This has occupied my thoughts this weekend – mostly because I have to share my thoughts on this with my new colleagues tomorrow.
So thought back to times when I was at my most productive and the qualities of the people I worked with – and weighed that up against my new found self awareness in the post Autistic Spectrum Disorder diagnosis landscape and against the values I now hold.
So I offer these three features of a good research team.
Many years ago, I read a journal article by Tweed comparing Socratic with Confucian learning several years ago. I found it a challenging read and was struck by the concepts within it:
Socrates developed a cooperative argumentative dialogue between individuals, based on asking and answering questions to stimulate critical thinking and to draw out ideas and underlying presumptions
Confucius was a relentless instructor and was anxious that his pupils were not merely to parrot the words of authorities, but to truly understand and be reformed by the knowledge contained in those words. (Tweed, R)
This resonated with earlier Biblical teaching I encountered in my youth from 1 Corinthians 13 v 1-7:
1 If I speak in the tongues of men or of angels, but do not have love, I am only a resounding gong or a clanging cymbal. 2 If I have the gift of prophecy and can fathom all mysteries and all knowledge…….but do not have love, I gain nothing.
4 Love is patient, love is kind.
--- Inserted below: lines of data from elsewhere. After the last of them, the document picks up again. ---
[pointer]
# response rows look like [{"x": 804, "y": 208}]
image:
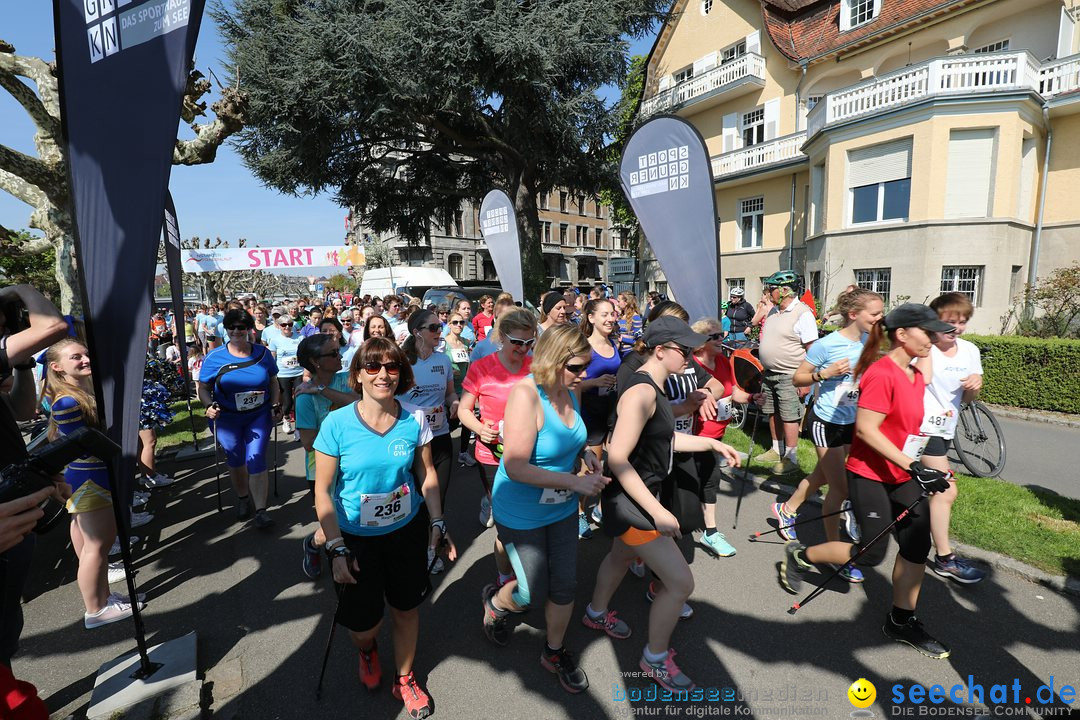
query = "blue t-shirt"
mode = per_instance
[
  {"x": 250, "y": 385},
  {"x": 288, "y": 365},
  {"x": 374, "y": 471},
  {"x": 429, "y": 393},
  {"x": 524, "y": 506},
  {"x": 312, "y": 408},
  {"x": 837, "y": 397}
]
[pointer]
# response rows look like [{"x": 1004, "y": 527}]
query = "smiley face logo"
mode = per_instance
[{"x": 862, "y": 693}]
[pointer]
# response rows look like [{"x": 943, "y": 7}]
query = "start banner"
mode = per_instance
[{"x": 272, "y": 258}]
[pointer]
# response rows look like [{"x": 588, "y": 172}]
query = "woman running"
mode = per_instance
[
  {"x": 70, "y": 394},
  {"x": 639, "y": 459},
  {"x": 433, "y": 393},
  {"x": 832, "y": 417},
  {"x": 377, "y": 500},
  {"x": 535, "y": 498},
  {"x": 328, "y": 390},
  {"x": 885, "y": 475},
  {"x": 242, "y": 397}
]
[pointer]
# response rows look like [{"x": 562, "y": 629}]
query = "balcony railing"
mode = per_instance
[
  {"x": 945, "y": 77},
  {"x": 744, "y": 67},
  {"x": 758, "y": 157}
]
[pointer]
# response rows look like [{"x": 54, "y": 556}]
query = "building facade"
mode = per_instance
[{"x": 901, "y": 145}]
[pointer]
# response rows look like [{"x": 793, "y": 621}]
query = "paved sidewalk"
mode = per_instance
[{"x": 262, "y": 626}]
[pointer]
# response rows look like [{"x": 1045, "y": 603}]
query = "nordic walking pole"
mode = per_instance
[
  {"x": 820, "y": 517},
  {"x": 862, "y": 551}
]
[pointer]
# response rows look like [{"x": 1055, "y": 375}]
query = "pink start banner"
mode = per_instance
[{"x": 272, "y": 258}]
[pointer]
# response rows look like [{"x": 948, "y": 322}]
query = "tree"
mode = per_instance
[
  {"x": 41, "y": 181},
  {"x": 405, "y": 108}
]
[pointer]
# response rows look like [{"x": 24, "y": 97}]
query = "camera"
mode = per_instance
[{"x": 41, "y": 466}]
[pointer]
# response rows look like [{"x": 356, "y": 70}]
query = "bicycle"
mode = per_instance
[{"x": 980, "y": 443}]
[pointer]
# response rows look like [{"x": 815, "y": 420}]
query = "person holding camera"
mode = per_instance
[{"x": 28, "y": 324}]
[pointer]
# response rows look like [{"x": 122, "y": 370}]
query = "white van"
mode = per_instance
[{"x": 403, "y": 279}]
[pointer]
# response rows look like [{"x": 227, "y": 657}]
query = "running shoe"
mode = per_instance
[
  {"x": 608, "y": 623},
  {"x": 784, "y": 519},
  {"x": 417, "y": 702},
  {"x": 666, "y": 674},
  {"x": 913, "y": 634},
  {"x": 312, "y": 559},
  {"x": 716, "y": 544},
  {"x": 584, "y": 532},
  {"x": 957, "y": 568},
  {"x": 112, "y": 611},
  {"x": 849, "y": 573},
  {"x": 793, "y": 566},
  {"x": 685, "y": 613},
  {"x": 850, "y": 521},
  {"x": 496, "y": 624},
  {"x": 370, "y": 670},
  {"x": 564, "y": 664}
]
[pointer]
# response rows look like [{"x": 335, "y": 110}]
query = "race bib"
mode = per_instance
[
  {"x": 385, "y": 508},
  {"x": 555, "y": 497},
  {"x": 250, "y": 399},
  {"x": 915, "y": 445}
]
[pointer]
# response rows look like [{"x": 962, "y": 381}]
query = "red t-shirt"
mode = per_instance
[
  {"x": 886, "y": 389},
  {"x": 489, "y": 381},
  {"x": 483, "y": 323},
  {"x": 724, "y": 374}
]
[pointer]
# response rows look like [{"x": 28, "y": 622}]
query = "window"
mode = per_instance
[
  {"x": 752, "y": 222},
  {"x": 753, "y": 126},
  {"x": 962, "y": 280},
  {"x": 878, "y": 280},
  {"x": 879, "y": 178},
  {"x": 999, "y": 46},
  {"x": 455, "y": 266}
]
It does not envy, it does not boast, it is not proud. 5 It does not dishonour others, it is not self-seeking, it is not easily angered, it keeps no record of wrongs. 6Love does not delight in evil but rejoices with the truth. 7 It always protects, always trusts, always hopes, always perseveres.
A good research team needs to listen to their users; listen lovingly, faithfully, respectfully and with the intent of ‘fallen in love with what exists’. Only then do we earn the right to interrogate the Users thoughts and actions and begin to question them in order to develop hypotheses and insights. Socrates has no place in the User Research Lab, he is very welcome in the subsequent analysis.
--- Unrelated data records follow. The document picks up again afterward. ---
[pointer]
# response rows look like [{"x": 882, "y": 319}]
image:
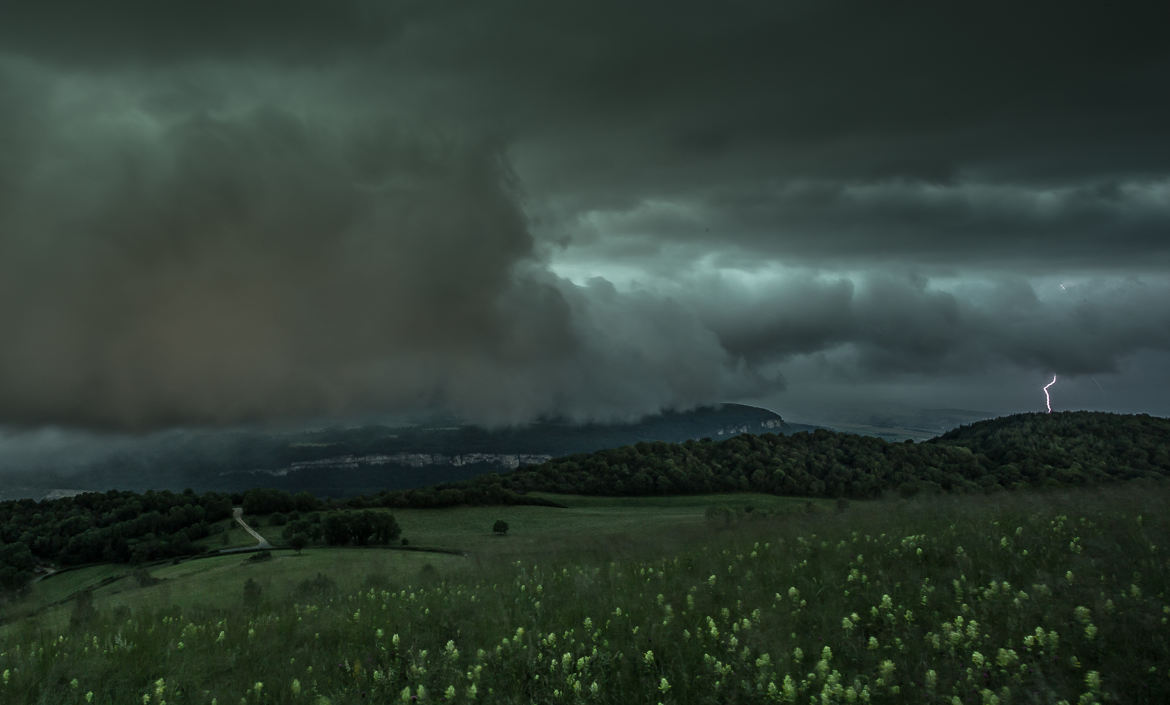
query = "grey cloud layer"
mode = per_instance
[{"x": 214, "y": 212}]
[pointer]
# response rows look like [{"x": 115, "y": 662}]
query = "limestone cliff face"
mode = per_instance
[{"x": 751, "y": 428}]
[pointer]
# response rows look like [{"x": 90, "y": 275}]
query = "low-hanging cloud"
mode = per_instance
[{"x": 170, "y": 265}]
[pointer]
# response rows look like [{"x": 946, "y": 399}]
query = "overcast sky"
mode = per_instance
[{"x": 227, "y": 212}]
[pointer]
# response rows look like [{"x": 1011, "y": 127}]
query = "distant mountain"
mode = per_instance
[{"x": 337, "y": 462}]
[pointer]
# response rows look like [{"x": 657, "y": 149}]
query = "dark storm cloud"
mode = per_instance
[
  {"x": 213, "y": 212},
  {"x": 255, "y": 258},
  {"x": 118, "y": 33},
  {"x": 896, "y": 325}
]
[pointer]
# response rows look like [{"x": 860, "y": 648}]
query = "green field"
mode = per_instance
[
  {"x": 1006, "y": 598},
  {"x": 593, "y": 525}
]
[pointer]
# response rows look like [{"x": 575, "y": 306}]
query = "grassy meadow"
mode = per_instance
[{"x": 1006, "y": 598}]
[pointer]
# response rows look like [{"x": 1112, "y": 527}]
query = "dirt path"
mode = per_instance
[{"x": 238, "y": 515}]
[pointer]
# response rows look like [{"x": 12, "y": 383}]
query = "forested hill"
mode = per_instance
[
  {"x": 1076, "y": 441},
  {"x": 1013, "y": 451}
]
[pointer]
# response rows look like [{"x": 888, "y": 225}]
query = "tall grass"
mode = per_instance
[{"x": 1002, "y": 599}]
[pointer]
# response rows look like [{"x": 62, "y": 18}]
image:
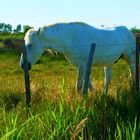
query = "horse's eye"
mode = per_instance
[{"x": 29, "y": 46}]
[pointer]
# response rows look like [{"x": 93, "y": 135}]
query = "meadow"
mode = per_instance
[{"x": 57, "y": 111}]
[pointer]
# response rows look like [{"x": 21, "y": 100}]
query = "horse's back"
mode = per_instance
[{"x": 78, "y": 37}]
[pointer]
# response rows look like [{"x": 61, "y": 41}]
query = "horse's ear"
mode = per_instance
[{"x": 38, "y": 32}]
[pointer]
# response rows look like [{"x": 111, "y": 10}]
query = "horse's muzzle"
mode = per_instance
[{"x": 26, "y": 66}]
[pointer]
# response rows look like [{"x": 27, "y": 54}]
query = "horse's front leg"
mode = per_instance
[{"x": 108, "y": 77}]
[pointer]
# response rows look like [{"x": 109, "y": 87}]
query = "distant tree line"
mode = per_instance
[{"x": 7, "y": 28}]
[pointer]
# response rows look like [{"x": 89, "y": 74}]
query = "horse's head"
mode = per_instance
[{"x": 34, "y": 47}]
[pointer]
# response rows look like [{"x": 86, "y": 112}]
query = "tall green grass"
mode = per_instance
[{"x": 57, "y": 111}]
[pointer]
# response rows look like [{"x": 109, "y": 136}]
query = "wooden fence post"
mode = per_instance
[
  {"x": 137, "y": 65},
  {"x": 88, "y": 68},
  {"x": 27, "y": 78}
]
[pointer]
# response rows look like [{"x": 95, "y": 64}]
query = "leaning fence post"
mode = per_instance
[
  {"x": 88, "y": 68},
  {"x": 27, "y": 78},
  {"x": 137, "y": 65}
]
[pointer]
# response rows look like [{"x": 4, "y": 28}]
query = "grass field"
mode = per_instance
[{"x": 57, "y": 111}]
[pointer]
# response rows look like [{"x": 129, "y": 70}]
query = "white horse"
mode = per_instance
[{"x": 74, "y": 41}]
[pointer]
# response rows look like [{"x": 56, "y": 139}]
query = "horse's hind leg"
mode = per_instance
[
  {"x": 80, "y": 79},
  {"x": 108, "y": 77}
]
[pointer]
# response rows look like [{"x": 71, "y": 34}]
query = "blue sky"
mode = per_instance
[{"x": 93, "y": 12}]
The second half of the Corinthians passage is an excellent set of values to base a team ethic on.
Yoga has formed a cornerstone of my recovery from a catastrophic breakdown and years at the mercy of anxiety and depression. Core to that has been learning to regulate my reptilian brain by breathing and the concept that perfection cannot be achieved, but that striving to be better today than yesterday is the best way to improve your impact on the world.
This resonates with the educator in me. For almost 20 years I engaged in reflective praxis, the change from hopeful action to knowing action, based on experience and learning.
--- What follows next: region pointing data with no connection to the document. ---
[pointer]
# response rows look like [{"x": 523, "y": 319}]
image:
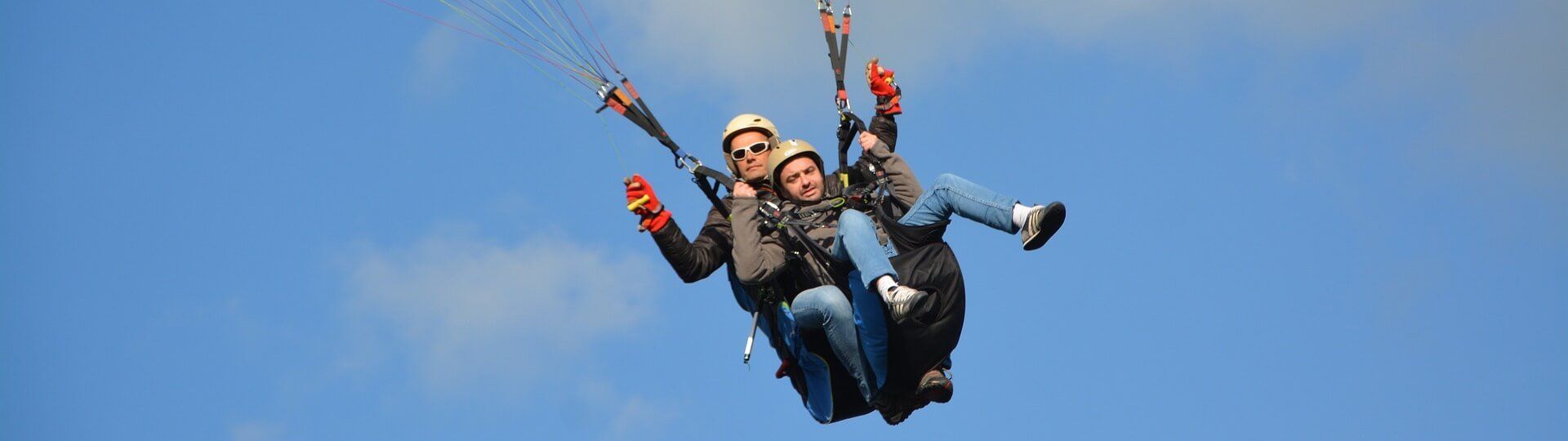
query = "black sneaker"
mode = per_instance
[
  {"x": 896, "y": 412},
  {"x": 1043, "y": 221},
  {"x": 935, "y": 386}
]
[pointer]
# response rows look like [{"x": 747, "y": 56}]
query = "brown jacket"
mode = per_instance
[{"x": 763, "y": 255}]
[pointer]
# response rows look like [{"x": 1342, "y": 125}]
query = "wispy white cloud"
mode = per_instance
[
  {"x": 627, "y": 416},
  {"x": 256, "y": 432},
  {"x": 438, "y": 56},
  {"x": 474, "y": 314}
]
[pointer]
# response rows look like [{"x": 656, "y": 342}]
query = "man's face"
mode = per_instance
[
  {"x": 753, "y": 167},
  {"x": 802, "y": 180}
]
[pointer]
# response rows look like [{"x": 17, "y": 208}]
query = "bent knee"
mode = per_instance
[
  {"x": 947, "y": 180},
  {"x": 852, "y": 220}
]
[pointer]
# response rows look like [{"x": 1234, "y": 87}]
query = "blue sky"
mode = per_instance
[{"x": 303, "y": 220}]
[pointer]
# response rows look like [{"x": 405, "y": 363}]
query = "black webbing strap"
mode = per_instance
[
  {"x": 838, "y": 51},
  {"x": 635, "y": 110}
]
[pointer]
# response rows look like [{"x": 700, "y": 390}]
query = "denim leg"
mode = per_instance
[
  {"x": 825, "y": 308},
  {"x": 857, "y": 242},
  {"x": 957, "y": 195},
  {"x": 872, "y": 325}
]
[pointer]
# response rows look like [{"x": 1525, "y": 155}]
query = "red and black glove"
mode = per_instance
[
  {"x": 640, "y": 200},
  {"x": 883, "y": 87}
]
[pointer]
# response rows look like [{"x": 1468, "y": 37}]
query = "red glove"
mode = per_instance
[
  {"x": 884, "y": 88},
  {"x": 640, "y": 200}
]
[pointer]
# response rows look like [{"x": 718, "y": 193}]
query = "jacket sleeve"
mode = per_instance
[
  {"x": 760, "y": 258},
  {"x": 697, "y": 260},
  {"x": 905, "y": 187}
]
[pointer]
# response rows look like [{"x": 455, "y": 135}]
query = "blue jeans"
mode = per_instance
[
  {"x": 957, "y": 195},
  {"x": 857, "y": 242},
  {"x": 826, "y": 310}
]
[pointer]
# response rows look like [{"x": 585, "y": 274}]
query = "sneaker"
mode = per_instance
[
  {"x": 896, "y": 412},
  {"x": 935, "y": 386},
  {"x": 901, "y": 301},
  {"x": 1043, "y": 221}
]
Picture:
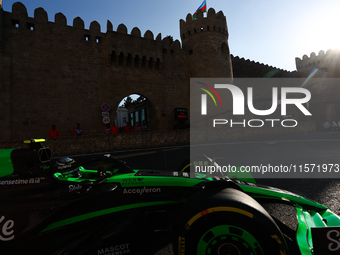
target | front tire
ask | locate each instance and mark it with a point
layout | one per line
(227, 222)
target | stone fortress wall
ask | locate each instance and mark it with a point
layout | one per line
(53, 73)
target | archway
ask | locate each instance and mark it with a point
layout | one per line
(137, 111)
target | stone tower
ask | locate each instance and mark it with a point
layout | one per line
(206, 42)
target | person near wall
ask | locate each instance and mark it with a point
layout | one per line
(77, 131)
(107, 129)
(114, 129)
(54, 132)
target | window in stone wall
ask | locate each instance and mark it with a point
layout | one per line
(30, 26)
(136, 63)
(15, 23)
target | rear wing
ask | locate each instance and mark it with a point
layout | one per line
(24, 161)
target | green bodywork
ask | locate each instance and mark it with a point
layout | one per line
(6, 166)
(309, 213)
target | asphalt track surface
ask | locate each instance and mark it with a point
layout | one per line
(316, 148)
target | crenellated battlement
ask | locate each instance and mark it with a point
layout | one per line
(321, 61)
(258, 64)
(20, 19)
(213, 22)
(121, 47)
(246, 68)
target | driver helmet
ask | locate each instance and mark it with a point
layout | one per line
(76, 173)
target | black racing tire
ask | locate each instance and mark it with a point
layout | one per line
(227, 222)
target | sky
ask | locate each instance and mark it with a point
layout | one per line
(270, 32)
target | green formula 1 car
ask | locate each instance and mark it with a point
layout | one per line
(98, 205)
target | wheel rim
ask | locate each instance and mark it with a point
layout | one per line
(228, 240)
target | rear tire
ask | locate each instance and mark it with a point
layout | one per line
(227, 222)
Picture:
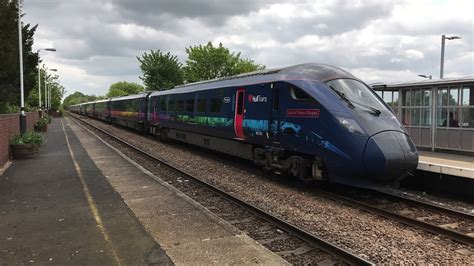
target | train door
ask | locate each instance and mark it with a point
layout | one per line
(275, 114)
(239, 113)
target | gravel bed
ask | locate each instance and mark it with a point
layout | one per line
(374, 238)
(439, 200)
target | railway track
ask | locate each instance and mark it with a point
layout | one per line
(458, 226)
(292, 243)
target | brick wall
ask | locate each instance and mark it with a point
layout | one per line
(9, 125)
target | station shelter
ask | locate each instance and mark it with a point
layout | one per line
(438, 114)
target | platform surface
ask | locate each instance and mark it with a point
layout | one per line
(445, 163)
(81, 202)
(47, 218)
(187, 232)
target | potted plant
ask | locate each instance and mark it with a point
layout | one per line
(26, 145)
(48, 118)
(41, 125)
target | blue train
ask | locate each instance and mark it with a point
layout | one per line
(312, 121)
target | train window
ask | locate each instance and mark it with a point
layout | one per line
(240, 102)
(190, 106)
(163, 103)
(298, 94)
(201, 108)
(171, 105)
(216, 104)
(179, 105)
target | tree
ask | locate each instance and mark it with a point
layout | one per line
(9, 61)
(209, 62)
(160, 71)
(124, 88)
(79, 97)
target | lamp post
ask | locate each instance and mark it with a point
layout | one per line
(443, 39)
(426, 76)
(22, 94)
(39, 76)
(49, 89)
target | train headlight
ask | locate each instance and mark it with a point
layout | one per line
(350, 124)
A good research team should always be looking for ways to improve, to reflect upon the last research and look for ways to improve and move forwards to more knowing practice. If the team has a ‘loving’ culture, this is much easier to do.
I was fortunate enough to work with Oliver Quinlan at Plymouth University. He introduced me to real intellectual rigour. He pushed me to unwind all my thinking to make sure I understood the Purpose of any action, policy or strategy. In short, always start with the why, not the what.
Time is precious, we have much to learn about many people doing many things.
An effective research team should focus on constructive alignment:
- Define the purpose of the research,
- Identify the data required to perform the analysis
- Gather the data in the most effective way to enable prompt and efficient analysis.
- Provide a superb participant experience to derive the data it needs.
“Starting with the why” is always the best place to begin.